People in Colombia with Type 1 diabetes (T1DM) have limited options for treatment. Sensor-Augmented Pump (SAP) therapy is funded by the Colombian health service, with Medtronic having the dominant market share. Non-pump users, on multiple daily injections (MDI), can choose between Freestyle LibreTM flash glucose monitoring or capillary blood-glucose testing with a restricted choice of devices: Freestyle LiteTM, OneTouch® or GlucoQuick.
Clinicians only access T1D subject data during the medical consultation, via the manufacturers’ proprietary web-platforms. So they must master multiple user-interfaces and cannot monitor and advise T1D subjects remotely.
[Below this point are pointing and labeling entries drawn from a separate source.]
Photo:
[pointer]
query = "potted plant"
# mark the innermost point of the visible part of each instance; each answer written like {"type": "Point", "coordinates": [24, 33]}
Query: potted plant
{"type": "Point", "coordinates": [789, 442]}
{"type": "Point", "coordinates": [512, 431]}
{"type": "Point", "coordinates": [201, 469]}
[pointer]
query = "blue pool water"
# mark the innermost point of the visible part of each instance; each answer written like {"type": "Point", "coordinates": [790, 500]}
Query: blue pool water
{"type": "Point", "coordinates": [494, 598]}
An ambulatory non-randomized 12-week, 4-visit pilot study aims to evaluate the potential to leverage Tidepool as a device-independent, cloud-based platform that could be tailored to facilitate data-sharing between Colombian T1D subjects and clinicians. The specific goals are to evaluate glycaemic outcomes and user-experience, as well eliciting user requirements. The study involves two clinicians and eight adults with T1DM: four on MDI and four on SAP therapy. All participants are initially trained to use the Tidepool web-based data-visualisation platform and to communicate via the Tidepool mobile app.
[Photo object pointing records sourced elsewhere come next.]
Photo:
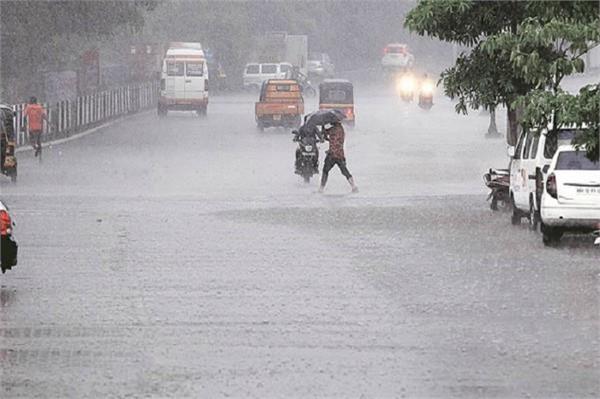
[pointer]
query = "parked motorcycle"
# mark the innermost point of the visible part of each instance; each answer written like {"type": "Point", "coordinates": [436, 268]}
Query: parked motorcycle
{"type": "Point", "coordinates": [307, 156]}
{"type": "Point", "coordinates": [8, 159]}
{"type": "Point", "coordinates": [498, 181]}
Ethical approval has been granted for execution of the pilot study in 2019. The highly usable Tidepool platform looks like a promising candidate for customisation. Requirements are already emerging, including the obvious one of language.
This pilot study is novel in offering an alternative to the Colombian population with T1DM that is compatible with existing treatment. The next step is to implement the gathered requirements and conduct a larger clinical trial.